Envy blinded me so much that I lost sight of my own identity. Money was telling me what I was worth, and dictating how I thought of the people around me. It controlled my thoughts and emotions. It had made me a slave.
I learned the hard way that when you play the comparison game, nobody wins. It might be a nice boost for the ego to look around at all the people that have less than you do, but for every one that has less, you’ll find two that have more.
Breaking Free from the Comparison Game
When we begin finding our identities in our comparisons to others, we lose sight of the identities God meant for us to have. And we inevitably see ourselves as less than someone else.
It took the word of God to break me free from this slavery. Studying what the Bible says about money reminded me that I am more than just a number and greater than the sum of the things I have.

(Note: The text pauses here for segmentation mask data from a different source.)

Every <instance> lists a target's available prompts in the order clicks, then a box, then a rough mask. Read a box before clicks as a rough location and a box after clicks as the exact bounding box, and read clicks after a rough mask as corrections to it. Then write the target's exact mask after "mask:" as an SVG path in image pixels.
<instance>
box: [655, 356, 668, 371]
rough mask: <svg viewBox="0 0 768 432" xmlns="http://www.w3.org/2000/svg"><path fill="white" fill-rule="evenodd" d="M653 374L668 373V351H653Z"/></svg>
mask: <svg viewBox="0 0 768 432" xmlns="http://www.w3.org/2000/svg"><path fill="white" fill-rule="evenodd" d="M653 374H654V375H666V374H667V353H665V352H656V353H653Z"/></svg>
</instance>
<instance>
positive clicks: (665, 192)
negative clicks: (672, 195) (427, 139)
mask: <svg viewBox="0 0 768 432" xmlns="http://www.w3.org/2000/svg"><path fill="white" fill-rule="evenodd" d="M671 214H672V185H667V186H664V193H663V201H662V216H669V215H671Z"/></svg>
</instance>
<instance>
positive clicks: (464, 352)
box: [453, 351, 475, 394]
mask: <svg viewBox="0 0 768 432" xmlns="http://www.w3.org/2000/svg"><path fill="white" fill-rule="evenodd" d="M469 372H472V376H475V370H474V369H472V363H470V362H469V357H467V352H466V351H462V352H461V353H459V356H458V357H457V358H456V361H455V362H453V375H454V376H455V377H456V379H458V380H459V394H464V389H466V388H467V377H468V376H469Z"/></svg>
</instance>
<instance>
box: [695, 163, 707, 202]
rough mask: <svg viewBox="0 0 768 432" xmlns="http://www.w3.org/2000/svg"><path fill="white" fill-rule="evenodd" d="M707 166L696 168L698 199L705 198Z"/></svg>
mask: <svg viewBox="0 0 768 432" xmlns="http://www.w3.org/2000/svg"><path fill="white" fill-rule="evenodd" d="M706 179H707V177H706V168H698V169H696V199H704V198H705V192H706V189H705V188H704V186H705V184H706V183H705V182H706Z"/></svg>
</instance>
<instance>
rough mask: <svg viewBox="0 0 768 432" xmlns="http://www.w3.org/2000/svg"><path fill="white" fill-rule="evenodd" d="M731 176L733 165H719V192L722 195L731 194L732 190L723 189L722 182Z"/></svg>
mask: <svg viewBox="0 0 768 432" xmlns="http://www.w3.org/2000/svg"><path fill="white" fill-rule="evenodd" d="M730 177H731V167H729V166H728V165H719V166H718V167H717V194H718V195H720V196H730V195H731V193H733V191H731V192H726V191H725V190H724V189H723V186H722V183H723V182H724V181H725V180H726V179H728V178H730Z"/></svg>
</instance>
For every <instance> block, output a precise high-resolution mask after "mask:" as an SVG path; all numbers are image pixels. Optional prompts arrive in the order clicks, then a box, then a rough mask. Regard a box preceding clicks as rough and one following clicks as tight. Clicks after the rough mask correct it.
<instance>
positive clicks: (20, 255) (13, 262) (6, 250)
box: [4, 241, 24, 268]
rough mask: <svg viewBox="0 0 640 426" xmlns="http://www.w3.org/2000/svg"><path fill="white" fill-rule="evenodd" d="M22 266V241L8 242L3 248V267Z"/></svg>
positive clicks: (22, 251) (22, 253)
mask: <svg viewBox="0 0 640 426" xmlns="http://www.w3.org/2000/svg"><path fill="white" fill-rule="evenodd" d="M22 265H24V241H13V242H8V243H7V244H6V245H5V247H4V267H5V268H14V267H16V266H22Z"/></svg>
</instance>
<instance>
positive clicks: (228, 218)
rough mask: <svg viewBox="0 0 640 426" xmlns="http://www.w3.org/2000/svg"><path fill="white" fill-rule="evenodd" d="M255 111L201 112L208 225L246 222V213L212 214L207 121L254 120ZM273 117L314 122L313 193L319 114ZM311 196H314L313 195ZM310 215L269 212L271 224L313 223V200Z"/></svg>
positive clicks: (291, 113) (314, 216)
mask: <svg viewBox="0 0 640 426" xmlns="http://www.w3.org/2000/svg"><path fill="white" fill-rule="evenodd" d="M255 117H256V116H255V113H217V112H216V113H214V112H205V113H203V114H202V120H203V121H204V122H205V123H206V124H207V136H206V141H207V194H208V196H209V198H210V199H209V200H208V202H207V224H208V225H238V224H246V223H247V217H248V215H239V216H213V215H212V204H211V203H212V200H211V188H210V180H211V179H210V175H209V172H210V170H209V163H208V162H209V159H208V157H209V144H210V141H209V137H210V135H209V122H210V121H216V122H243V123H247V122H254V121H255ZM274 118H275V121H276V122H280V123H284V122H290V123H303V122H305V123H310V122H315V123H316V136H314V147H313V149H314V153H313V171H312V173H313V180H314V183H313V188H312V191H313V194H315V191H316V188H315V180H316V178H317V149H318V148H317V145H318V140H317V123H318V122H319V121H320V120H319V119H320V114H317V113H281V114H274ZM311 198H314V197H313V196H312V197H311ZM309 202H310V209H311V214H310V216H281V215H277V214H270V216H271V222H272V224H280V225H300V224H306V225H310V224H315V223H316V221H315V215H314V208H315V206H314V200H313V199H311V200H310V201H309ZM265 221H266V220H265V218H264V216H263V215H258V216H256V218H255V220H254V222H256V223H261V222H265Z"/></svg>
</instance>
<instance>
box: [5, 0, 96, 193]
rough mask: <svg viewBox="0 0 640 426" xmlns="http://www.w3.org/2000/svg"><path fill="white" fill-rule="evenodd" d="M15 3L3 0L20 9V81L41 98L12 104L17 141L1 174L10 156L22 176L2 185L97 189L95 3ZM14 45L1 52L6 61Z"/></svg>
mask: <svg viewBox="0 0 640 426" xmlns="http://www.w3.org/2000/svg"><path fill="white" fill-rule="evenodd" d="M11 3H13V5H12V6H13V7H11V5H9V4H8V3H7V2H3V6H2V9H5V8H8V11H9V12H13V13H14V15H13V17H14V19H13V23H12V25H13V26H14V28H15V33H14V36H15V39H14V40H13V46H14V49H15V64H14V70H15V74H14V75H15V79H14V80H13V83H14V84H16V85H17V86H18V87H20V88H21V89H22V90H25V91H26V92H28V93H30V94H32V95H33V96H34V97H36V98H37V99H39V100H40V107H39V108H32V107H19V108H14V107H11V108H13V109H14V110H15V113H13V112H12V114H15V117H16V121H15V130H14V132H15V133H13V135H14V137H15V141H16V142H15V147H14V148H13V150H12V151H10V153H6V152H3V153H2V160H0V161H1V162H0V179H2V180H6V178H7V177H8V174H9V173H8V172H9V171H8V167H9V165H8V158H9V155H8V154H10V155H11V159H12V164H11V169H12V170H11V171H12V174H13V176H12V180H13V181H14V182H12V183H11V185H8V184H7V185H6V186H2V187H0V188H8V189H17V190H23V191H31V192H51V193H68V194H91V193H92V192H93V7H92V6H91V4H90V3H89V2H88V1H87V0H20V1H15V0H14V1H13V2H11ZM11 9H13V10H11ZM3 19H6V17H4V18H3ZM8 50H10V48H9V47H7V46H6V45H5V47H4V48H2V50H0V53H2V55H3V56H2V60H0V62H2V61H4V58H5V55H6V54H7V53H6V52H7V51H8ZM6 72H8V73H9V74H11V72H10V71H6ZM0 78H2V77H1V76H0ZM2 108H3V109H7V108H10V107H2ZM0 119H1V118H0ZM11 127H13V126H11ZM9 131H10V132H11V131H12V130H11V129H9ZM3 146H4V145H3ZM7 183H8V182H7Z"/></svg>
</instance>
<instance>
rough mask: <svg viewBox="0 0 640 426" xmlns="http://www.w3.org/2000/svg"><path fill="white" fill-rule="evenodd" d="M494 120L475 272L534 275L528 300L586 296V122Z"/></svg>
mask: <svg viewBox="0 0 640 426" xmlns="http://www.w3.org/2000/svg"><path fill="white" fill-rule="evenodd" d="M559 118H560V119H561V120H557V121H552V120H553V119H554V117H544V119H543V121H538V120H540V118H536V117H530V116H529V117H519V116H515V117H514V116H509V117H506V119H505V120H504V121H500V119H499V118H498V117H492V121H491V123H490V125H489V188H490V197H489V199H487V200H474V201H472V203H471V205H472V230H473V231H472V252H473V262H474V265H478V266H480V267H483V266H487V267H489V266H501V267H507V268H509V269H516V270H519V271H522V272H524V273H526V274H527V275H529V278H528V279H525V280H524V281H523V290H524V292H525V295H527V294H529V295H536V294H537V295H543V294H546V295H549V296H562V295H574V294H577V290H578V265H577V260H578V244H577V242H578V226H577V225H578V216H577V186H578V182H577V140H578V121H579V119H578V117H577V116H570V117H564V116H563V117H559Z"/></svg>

God says I am bought by the blood of Christ (Eph. 2:13). He calls me temple of the Holy Spirit (I Cor. 6:19-20). I am God’s workmanship, created in Christ Jesus to do good works (Eph. 2:10). God has a plan and a purpose for me (Jer. 29:11). He sees eternal value in me, and He went to great lengths to claim me for himself.
I’ll never win when I play the comparison game. But I can win the race that God has set out for me to run.
As Christians, our identity comes from Christ. We are so much more than our salaries — we each have a unique calling and destiny in Him.
Some of us will accumulate a lot of wealth along the way; others will store up massive treasures in Heaven. But what matters is that when we come to the end of our lives, God can look at us and say “Well done”
I’ll never win when I play the comparison game. But I can win the race that God has set out for me to run. And the reward for that will be greater than the biggest of paychecks.